NZDUSD is moving in the Descending channel and the market has reached the lower high area of the channel

The NZD Consumer Confidence data has seen an increase compared to the previous reading, and credit card spending surged by 3.3% in November, a significant improvement from the -2.8% recorded in October. As a result of this robust domestic data, the NZD Dollar strengthened against other currencies.

A resurgence in existing home sales and a substantial surge in consumer confidence are both encouraging indicators for the US economy. In November, the US Existing Home Sales Change demonstrated a significant monthly increase of 0.8%, reversing the previous month’s decline of 4.1%. Meanwhile, CB Consumer Confidence experienced substantial growth in December, surging from 101.0 to 110.07.

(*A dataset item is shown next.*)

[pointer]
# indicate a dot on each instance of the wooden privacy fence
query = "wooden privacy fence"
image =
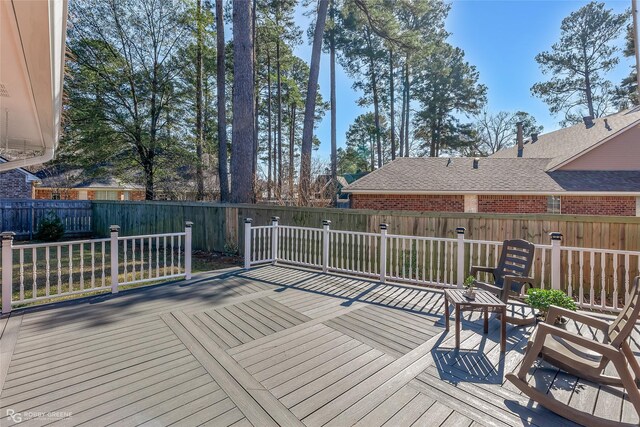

NZD Consumer Confidence data has seen an increase compared to the previous reading, and credit card spending surged by 3.3% in November

The fact that the US Dollar Index has declined despite higher Treasury yields suggests that investors are closely monitoring the Federal Reserve’s stance. It appears that the prevailing dovish sentiment regarding the trajectory of interest rates is impacting market sentiment. Currently, the DXY is trading lower around 102.40, while the yields on US 2-year and 10-year bonds are bidding at 4.38% and 3.88%, respectively.

On the New Zealand Dollar front, improved Consumer Confidence data on Wednesday provided support, bolstering the Kiwi against the US Dollar. Reserve Bank of New Zealand Governor Adrian Orr’s cautious approach and recognition of the challenges ahead, especially in the context of elevated inflation levels, highlight the complexities of navigating economic terrain. Additionally, on Thursday, Kiwi Credit Card Spending revealed a 3.3% increase in November, in contrast to the 2.8% decline seen in October. As for the United States, investors are awaiting the release of key data, including US Gross Domestic Product Annualized, Initial Jobless Claims, and the Philadelphia Fed Manufacturing Survey.